The Formal Arraignment is a step in the criminal justice process that indicates the matter has moved beyond the local District Justice to a Court of Common Pleas. This step is where the defendant is formally advised of the charges against him/her, the schedule for proceeding forward is set, and any preliminary pre-trial issues are taken care of.
The Formal Arraignment is not an opportunity to present evidence. It is strictly a procedural matter. In many jurisdictions arraignments are either done en masse or sometimes waived by signature.
The most important part of the Formal Arraignment for the defendant is what it means going forward. Following that date there are several scheduling matters that the defense counsel must consider.
1. Within 7 days the defendant must request a Bill of Particulars. This is a substantive request which unfortunately has become all but ignored in recent years, but it is still important.
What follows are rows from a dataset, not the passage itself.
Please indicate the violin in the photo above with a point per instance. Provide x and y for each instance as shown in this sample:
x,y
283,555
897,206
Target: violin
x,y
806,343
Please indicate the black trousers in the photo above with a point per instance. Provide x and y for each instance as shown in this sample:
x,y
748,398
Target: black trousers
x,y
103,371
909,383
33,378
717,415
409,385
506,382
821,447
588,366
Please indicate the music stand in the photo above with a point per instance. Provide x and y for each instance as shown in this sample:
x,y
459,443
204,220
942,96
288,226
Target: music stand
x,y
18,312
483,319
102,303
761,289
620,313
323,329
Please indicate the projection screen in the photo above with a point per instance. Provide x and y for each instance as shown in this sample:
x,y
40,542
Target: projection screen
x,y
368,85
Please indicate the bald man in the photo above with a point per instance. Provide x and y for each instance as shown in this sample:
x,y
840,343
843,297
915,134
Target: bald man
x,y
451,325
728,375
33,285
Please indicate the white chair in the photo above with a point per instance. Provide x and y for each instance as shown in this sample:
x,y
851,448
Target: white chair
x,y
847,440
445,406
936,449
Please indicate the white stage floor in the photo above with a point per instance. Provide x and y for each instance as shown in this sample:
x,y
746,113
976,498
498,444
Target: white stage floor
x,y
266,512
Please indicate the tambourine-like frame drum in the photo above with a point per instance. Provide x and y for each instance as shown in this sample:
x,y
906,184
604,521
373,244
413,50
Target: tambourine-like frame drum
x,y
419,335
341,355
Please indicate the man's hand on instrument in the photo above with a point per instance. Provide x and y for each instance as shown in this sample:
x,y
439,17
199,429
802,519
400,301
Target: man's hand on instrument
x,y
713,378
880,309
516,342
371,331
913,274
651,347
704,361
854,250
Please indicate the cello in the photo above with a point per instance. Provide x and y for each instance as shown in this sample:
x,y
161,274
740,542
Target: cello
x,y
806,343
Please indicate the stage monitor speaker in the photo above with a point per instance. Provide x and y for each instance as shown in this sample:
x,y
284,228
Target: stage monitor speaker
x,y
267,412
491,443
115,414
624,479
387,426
2. Within 14 days the defendant must formally request discovery. This includes photographs, tests, statements, or other items which form the basis for the Commonwealth's case. This can be as simple as a letter to the DA's office but it must be done.
3. Within 30 days the defendant must file an Omnibus Pretrial Motion for relief. This might include matters such as suppression, change of venue, request for more discovery, or other matters.
I will go in depth as to what each of the above entails at a later date.
While the Formal Arraignment has been reduced to a procedural formality it is still vitally important as it sets the schedule going forward for important and powerful matters to come.